2. Die Karwoche führt uns zur Meditation über den Sinn des Kreuzes, in dem »die Offenbarung der erbarmenden Liebe ihren Höhepunkt erreicht« (vgl. Dives in misericordia
DM 8). Ganz besonders regt uns zu dieser Betrachtung das Thema dieses dritten Jahres der unmittelbaren Vorbereitung auf das Große Jubiläum des Jahres 2000 an: Gottvater. Sein unendliches Erbarmen hat uns gerettet. Um die Menschheit zu erlösen, hat er aus freiem Entschluß seinen eingeborenen Sohn dahingegeben. Wie sollte man ihm nicht danken? Die Geschichte wird erleuchtet und auf ihrem Weg geleitet durch das unvergleichliche Ereignis der Erlösung: Gott, der voll Erbarmen ist, hat durch das Opfer Christi seine unendliche Güte über jeden Menschen ausgeschüttet. Wie können wir auf angemessene Weise unsere Dankbarkeit ausdrücken? Wenn die Liturgie dieser Tage uns einerseits einen Dankeshymnus erheben läßt zum Herrn, dem Sieger über den Tod, fordert sie uns doch zugleich auf, alles aus unserem Leben zu entfernen, was uns daran hindert, Ihm gleichgestaltet zu werden. Wir betrachten Christus im Glauben und lassen die entscheidenden Augenblicke des von ihm bewirkten Heils an uns vorbeiziehen. Wir erkennen uns als Sünder an und bekennen unseren Undank, unsere Untreue und unsere Gleichgültigkeit gegenüber seiner Liebe. Wir bedürfen seiner Vergebung, die uns reinwäscht und uns stützt im Bemühen innerer Umkehr und steter Erneuerung im Geist.
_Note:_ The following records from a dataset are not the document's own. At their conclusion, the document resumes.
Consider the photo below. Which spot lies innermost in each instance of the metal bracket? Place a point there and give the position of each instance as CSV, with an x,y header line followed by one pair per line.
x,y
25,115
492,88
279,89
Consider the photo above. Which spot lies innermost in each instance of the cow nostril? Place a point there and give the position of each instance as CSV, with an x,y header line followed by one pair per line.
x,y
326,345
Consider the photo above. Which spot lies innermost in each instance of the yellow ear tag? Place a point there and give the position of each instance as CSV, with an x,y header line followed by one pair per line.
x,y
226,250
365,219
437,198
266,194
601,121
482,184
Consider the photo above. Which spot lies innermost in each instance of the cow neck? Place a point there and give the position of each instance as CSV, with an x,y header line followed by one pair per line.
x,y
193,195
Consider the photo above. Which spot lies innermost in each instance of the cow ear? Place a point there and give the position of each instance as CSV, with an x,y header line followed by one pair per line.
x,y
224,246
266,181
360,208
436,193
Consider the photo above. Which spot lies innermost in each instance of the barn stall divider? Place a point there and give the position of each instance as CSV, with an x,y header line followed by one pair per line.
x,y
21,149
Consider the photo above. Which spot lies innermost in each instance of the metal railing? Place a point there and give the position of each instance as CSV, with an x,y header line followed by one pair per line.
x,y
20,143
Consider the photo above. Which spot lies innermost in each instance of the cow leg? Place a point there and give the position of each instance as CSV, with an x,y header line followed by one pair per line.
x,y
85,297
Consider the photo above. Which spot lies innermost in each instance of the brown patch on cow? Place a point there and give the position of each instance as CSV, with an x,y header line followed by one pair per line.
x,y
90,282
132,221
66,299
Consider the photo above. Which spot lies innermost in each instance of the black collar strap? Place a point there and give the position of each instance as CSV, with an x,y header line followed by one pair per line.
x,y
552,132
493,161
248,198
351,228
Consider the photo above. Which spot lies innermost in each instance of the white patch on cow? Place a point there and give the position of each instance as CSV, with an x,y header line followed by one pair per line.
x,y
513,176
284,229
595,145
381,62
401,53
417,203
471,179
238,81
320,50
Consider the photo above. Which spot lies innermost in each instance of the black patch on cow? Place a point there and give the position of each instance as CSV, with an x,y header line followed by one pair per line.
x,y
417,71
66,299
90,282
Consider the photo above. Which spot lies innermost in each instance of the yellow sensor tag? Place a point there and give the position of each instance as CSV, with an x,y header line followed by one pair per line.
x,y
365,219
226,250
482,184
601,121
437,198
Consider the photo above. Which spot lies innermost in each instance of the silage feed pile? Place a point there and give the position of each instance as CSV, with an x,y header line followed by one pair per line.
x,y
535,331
3. »Gott, sei mir gnädig nach deiner Huld, tilge meine Frevel nach deinem reichen Erbarmen! Wasch meine Schuld von mir ab, und mach mich rein von meiner Sünde!« (Ps 51,3-4). Diese Worte, die wir am Aschermittwoch gebetet haben, haben uns auf dem ganzen Weg durch die Fastenzeit begleitet. Sie hallen mit besonderer Eindringlichkeit in uns wider beim Herannahen der heiligen Tage, in denen das außerordentliche Geschenk der Sündenvergebung, das Christus uns am Kreuz erworben hat, uns neu geboten wird. Wie sollten wir vor dem Gekreuzigten, dem beredten Anruf des göttlichen Erbarmens, nicht unsere Sünden bereuen und zur Liebe umkehren? Wie sollten wir anderen zugefügtes Unrecht nicht konkret wiedergutmachen und unehrlich erworbenes Gut nicht zurückerstatten? Vergebung erfordert konkrete Gesten: Die Reue ist nur dann aufrichtig und wirksam, wenn sie sich in greifbaren Taten der Umkehr und gerechten Wiedergutmachung niederschlägt.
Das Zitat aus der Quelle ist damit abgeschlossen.